Panel: Design for acceptance: how socio-technical imagination meets design in proofing refugee environments for the future

Abstract

As the number of protracted refugee camps and settlements on the African and Asian continent solidified in the past decades, an increasing focus on such sites as opportunities for development emerged in its wake. This comes in time for the likelihood of protracted and compounded crises to resolve seems distant. Climate change, protracted armed conflicts, religious fundamentalism, and failed development aspirations, have led people to seek safety and opportunities elsewhere, and will do so for some time to come. In practice however, many people get stuck in camps and settlements along the way. Instead of continuing to posit these sites as temporary solutions to temporary crises, other ideas have emerged. Refugee camps are projected as cities in the making and sites for investment and innovation, building on the inevitability of their long-term existence, the dynamics of refugee-host relations, the human creativity of their inhabitants and the evolution of humanitarian governance.

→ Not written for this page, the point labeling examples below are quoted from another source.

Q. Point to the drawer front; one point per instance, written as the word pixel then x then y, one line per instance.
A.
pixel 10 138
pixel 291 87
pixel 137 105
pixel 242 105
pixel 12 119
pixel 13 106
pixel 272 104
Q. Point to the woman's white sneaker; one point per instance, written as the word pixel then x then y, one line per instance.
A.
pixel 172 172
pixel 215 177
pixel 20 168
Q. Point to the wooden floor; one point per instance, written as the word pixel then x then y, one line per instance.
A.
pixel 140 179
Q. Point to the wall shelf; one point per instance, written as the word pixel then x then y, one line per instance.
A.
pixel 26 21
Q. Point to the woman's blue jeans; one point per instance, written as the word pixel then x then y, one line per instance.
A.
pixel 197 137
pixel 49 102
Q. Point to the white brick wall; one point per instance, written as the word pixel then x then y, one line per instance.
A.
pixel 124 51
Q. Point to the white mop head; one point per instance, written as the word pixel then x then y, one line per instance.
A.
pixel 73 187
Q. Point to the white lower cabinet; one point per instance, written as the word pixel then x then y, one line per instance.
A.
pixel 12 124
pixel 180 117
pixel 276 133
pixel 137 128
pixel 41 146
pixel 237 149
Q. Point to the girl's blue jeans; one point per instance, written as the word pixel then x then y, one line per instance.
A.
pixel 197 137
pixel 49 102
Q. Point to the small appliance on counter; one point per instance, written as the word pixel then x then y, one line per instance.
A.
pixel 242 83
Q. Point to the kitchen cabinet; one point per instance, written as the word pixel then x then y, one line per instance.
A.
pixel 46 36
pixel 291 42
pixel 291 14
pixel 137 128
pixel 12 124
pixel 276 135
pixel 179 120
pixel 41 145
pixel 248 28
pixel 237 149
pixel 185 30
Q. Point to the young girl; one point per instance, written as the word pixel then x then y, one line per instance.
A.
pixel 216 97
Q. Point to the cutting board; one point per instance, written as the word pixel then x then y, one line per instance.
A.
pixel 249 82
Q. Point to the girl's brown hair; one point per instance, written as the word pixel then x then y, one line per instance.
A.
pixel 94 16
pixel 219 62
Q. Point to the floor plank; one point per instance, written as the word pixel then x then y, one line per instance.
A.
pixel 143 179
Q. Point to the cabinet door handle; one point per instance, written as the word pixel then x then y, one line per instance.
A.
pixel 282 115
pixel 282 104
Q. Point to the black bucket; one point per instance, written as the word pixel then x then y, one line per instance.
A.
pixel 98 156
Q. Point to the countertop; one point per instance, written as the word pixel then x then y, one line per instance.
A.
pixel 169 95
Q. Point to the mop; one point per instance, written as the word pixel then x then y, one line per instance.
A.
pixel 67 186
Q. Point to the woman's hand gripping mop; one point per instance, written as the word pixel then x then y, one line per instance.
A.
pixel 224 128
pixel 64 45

This panel explores what lies beyond emergency discourses and humanitarian temporalities to project alternative futures for people on the move in specific protracted refugee environments in Africa, Asia and beyond. By revisiting artistic expressions and design, contemporary political and humanitarian barriers and impossibilities can be crossed, to explore what potential lies beyond current constraints, but also what potential risks this may carry.

The panel invites contributions that explore, review, or criticize how art and design feed sociotechnical imaginations as alternative future scenarios for refugee hosting.